Per chi suona la campanella
L'Istituto Pestalozzi di Roma, che dovrebbe rappresentare l'unica roccaforte culturale in un quartiere degradato, è in realtà un luogo di noia per gli studenti che ogni giorno si siedono ai banchi. L'interesse principale dei ragazzi è evitare le interrogazioni (e fin qui, nulla di nuovo) e trovare un po' di tempo per sballarsi. A dispensare pillole blu, polveri magiche e sigarette miracolose ci pensa Alex Donadei, uno studente che in realtà si chiama Daniele, diventato in breve tempo l'idolo di tutti i suoi amici per essere volato dal quinto piano della scuola senza farsi un graffio. Naturalmente, sotto l'effetto di una droga speciale. La sua figura, allontanata con disprezzo dalla maggior parte degli insegnanti, finisce per catalizzare le energie di Daria e Aldo, due professori speciali, un tempo moglie e marito, che sembrano essere gli unici in grado di valicare quel muro di silenzi e dolore che Alex si è costruito nel tempo. Una rigida corazza sistemata con pazienza certosina per rendersi impermeabile al mondo e ad una madre in perenne crisi sentimentale. Se Daria percorre la via del dialogo e dell'affetto, Aldo sfrutta l'arma della musica e della poesia, intravedendo in quel ragazzo tormentato le potenzialità di un artista. L'unica speranza per Alex, quindi, è di afferrare quel salvagente e magari recuperare un rapporto con un padre forse troppo idealizzato.

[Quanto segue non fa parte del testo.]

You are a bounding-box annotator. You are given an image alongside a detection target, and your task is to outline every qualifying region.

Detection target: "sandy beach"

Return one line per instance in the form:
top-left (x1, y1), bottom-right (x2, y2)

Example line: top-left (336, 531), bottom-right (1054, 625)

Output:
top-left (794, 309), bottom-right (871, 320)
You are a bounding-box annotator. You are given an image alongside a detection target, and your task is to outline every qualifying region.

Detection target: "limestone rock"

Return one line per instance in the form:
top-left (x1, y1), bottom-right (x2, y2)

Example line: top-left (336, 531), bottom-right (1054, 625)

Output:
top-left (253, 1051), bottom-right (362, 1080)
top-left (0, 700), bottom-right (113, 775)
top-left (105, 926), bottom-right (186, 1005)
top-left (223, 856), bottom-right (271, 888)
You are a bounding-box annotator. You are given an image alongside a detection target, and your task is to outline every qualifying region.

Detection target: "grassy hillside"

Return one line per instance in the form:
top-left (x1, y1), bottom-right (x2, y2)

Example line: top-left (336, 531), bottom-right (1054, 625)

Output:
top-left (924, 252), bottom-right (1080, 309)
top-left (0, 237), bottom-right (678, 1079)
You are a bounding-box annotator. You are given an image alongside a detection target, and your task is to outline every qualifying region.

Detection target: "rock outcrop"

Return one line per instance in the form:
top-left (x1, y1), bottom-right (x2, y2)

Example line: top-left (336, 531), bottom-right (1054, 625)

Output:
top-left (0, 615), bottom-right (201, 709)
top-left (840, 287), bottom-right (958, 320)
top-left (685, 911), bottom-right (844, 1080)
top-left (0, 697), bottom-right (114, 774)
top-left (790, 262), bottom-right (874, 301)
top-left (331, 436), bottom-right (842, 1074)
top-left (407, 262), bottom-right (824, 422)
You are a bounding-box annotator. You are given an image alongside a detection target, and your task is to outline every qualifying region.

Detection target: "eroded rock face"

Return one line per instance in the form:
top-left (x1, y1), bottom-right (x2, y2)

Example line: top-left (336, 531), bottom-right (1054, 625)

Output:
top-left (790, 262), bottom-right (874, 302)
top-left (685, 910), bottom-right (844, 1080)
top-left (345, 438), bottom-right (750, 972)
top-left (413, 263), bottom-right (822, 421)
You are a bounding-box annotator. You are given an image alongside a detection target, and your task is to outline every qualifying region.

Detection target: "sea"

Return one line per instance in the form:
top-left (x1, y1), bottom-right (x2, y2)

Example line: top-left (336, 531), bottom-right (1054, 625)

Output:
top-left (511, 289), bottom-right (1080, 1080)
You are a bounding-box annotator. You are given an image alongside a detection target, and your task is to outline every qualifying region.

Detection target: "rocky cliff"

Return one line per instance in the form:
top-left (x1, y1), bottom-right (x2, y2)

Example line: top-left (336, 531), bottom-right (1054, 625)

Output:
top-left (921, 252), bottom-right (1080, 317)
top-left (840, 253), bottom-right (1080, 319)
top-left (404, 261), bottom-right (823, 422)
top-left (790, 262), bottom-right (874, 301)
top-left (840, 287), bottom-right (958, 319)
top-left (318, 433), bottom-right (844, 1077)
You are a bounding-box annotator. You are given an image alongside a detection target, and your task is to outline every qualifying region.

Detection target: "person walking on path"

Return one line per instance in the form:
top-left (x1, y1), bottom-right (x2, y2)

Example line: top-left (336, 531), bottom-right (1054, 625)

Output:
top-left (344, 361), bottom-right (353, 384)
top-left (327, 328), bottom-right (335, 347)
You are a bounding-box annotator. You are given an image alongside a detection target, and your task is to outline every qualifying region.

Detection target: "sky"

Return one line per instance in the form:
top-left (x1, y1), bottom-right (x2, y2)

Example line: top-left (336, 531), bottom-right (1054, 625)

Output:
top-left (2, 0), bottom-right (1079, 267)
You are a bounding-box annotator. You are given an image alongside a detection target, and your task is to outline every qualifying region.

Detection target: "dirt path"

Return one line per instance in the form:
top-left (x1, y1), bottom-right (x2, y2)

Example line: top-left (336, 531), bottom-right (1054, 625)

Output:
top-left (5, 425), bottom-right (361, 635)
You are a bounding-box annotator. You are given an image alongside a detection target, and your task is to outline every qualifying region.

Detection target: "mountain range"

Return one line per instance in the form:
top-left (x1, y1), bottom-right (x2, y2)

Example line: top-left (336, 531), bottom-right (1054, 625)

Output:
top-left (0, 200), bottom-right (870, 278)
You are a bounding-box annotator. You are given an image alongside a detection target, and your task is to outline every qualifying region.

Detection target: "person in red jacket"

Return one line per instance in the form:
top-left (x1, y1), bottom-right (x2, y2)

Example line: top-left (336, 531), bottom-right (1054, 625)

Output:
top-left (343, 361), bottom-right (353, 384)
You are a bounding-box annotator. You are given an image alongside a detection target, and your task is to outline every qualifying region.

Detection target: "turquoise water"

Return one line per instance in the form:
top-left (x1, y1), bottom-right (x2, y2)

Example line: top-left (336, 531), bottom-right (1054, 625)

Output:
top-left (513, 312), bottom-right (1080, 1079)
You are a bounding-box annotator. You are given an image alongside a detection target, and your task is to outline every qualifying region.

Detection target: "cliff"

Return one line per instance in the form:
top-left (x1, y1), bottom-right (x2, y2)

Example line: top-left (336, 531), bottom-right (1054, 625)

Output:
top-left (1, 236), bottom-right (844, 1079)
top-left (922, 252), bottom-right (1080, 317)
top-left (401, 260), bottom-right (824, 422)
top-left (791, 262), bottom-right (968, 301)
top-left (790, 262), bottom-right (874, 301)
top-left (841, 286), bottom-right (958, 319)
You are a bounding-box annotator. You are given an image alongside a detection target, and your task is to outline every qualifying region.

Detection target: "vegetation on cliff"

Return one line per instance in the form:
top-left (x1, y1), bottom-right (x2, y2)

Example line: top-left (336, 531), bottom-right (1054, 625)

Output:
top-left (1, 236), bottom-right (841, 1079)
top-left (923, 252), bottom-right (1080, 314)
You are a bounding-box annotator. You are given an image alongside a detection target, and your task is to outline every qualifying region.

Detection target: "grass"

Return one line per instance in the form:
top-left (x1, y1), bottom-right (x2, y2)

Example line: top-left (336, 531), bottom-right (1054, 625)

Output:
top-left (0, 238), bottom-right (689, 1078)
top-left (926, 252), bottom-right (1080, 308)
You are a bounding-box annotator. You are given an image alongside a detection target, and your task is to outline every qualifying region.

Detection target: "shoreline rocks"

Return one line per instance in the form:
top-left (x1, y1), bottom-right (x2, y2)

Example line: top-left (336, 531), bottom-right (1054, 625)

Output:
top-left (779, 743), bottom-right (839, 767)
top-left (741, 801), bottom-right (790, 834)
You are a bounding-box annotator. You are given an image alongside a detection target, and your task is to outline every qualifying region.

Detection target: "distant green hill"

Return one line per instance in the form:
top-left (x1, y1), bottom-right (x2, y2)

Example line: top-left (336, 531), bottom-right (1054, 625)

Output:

Doveva essere un atto d'accusa verso la scuola italiana e le sue storture ed in piccola parte Valerio Jalongo riesce nell'impresa, ma La scuola è finita, prima opera italiana in concorso al Festival Internazionale del Film di Roma perde molta della forza originaria per l'incertezza del registro usato nella narrazione. L'universo dei ragazzi viene descritto con un certo realismo da parte dell'autore capitolino (efficace la sequenza iniziale in cui la classe sembra diventata una specie di locale notturno), questo non si traduce però in una vera e approfondita disamina del microcosmo scuola. E di conseguenza di chi quei banchi li vede (quasi) tutti i giorni. Non sappiamo chi siano questi ragazzi, verso cosa indirizzino la loro ribellione, circondati da un desolante vuoto pneumatico, su cui il regista poco si esprime. Mancano poi quei toni grotteschi che, ad esempio, hanno fatto la fortuna di un film come La scuola di Daniele Luchetti (qui sceneggiatore assieme a Francesca Marciano e Alfredo Covelli). Latita anche l'emozione pura, quella palpitante commozione che dovrebbe scaturire spontanea davanti alla realtà dura e cruda di un adolescente dichiarato già irrecuperabile dai "grandi".
La tragedia di certe situazioni, come la passeggiata sul cornicione da parte di Alex-Daniele completamente strafatto o la disperata corsa in motorino ad occhi chiusi, non vengono mostrate in tutta la loro drammaticità. Stesso discorso quando si lascia giustamente il passo a momenti più leggeri (i duetti con il professore chitarrista), in cui però il sorriso non è mai liberatorio.